When firms move their data from in-house servers to the cloud, they can save money on maintaining IT infrastructure and storage. Hosting applications, information and networks on the cloud, typically through a third-party service at a much lower cost than a physical setup, also allows companies to quickly analyze and disseminate data, loop in partners and scale their technology needs to accommodate changing budget and business requirements.
But little empirical evidence exists of cloud computing’s impact on a firm’s economic and environmental record. Aiming to fill the gap, the authors surveyed 247 CEOs, managers and IT specialists at U.S.-based firms about the extent to which they used cloud computing. The companies operate in industries up and down the supply chain, including manufacturing, retail and distribution. The authors interviewed employees in multiple levels of the companies to get feedback on both big-picture financial returns and the hands-on experience of using cloud computing.

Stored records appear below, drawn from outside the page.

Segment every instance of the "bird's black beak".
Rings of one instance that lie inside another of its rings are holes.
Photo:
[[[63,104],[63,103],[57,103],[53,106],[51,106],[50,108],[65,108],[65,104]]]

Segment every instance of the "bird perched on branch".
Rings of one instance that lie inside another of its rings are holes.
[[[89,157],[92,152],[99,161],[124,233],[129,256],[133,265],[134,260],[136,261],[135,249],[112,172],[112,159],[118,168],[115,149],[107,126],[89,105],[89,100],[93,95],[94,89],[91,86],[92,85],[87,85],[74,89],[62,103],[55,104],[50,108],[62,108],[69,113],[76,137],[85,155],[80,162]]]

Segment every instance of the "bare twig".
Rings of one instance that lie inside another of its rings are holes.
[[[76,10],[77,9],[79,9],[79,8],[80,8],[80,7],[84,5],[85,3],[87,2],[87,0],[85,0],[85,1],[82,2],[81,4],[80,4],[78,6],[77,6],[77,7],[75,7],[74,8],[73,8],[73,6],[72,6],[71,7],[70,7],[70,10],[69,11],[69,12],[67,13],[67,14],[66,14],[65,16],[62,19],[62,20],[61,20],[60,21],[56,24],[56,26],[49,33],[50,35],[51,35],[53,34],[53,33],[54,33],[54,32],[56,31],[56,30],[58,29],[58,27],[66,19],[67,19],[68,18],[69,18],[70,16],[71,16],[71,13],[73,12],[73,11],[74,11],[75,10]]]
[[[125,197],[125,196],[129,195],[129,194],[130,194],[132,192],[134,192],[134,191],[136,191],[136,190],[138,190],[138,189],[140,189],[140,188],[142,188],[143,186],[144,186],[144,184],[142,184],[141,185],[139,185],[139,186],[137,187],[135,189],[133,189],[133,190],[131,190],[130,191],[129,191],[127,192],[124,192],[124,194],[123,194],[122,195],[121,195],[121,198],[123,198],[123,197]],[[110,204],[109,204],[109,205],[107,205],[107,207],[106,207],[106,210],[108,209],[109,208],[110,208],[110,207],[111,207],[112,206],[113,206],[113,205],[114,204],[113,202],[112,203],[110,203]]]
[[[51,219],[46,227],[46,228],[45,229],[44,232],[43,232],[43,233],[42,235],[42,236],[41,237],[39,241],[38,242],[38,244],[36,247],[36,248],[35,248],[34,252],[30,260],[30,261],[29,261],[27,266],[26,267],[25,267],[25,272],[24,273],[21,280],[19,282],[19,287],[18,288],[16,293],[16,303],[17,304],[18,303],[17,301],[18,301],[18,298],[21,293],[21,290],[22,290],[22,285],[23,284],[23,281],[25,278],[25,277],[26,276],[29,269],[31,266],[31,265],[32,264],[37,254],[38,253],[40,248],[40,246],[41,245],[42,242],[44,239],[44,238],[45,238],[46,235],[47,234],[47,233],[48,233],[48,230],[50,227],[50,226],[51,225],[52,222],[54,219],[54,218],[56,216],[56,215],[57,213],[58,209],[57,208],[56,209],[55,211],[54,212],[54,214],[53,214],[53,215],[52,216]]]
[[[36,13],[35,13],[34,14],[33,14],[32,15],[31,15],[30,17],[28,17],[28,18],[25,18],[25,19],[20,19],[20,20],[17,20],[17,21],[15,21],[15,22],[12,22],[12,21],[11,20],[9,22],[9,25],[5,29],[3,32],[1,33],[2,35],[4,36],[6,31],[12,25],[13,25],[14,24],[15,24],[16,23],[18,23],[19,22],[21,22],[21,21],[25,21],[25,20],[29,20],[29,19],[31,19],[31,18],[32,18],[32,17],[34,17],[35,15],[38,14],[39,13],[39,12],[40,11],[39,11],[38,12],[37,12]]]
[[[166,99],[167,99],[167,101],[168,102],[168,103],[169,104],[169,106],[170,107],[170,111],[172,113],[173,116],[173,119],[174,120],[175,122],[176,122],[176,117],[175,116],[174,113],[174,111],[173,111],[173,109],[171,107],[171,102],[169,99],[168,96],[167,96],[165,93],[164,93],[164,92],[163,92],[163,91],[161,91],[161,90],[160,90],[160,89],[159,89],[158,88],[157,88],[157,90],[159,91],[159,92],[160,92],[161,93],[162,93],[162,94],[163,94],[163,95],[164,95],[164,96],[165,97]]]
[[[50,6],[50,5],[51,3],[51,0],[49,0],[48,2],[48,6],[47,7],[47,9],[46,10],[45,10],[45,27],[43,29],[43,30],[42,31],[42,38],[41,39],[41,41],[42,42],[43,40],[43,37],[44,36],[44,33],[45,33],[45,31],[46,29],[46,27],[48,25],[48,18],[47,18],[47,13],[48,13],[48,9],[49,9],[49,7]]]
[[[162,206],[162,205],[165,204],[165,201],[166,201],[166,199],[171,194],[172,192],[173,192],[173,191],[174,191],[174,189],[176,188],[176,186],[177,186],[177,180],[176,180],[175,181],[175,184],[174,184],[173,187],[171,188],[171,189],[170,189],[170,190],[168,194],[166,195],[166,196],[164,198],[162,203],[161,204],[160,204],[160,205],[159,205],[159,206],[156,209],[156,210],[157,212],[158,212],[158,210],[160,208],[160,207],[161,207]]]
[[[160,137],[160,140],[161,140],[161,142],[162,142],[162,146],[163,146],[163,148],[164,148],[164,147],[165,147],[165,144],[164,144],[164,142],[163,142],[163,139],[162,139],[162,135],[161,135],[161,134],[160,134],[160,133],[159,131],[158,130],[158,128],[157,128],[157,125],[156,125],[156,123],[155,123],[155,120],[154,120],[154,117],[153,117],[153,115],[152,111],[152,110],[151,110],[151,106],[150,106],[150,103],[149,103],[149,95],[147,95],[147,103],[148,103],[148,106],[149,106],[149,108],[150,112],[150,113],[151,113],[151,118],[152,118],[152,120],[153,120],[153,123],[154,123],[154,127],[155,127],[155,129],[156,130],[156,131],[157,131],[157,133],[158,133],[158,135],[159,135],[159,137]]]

Because the costs of environmental initiatives are often cited as the biggest impediment to implementation, the authors sought to determine whether firms could balance the finances relating to their sustainability efforts via the cloud. They found that firms’ use of the cloud was associated with sales growth, operating earnings and improved return on assets and investments.
On the sustainability front, companies’ application of the cloud also typically led to reduced costs — firms spent less on materials, waste treatment and disposal, and they consumed less energy.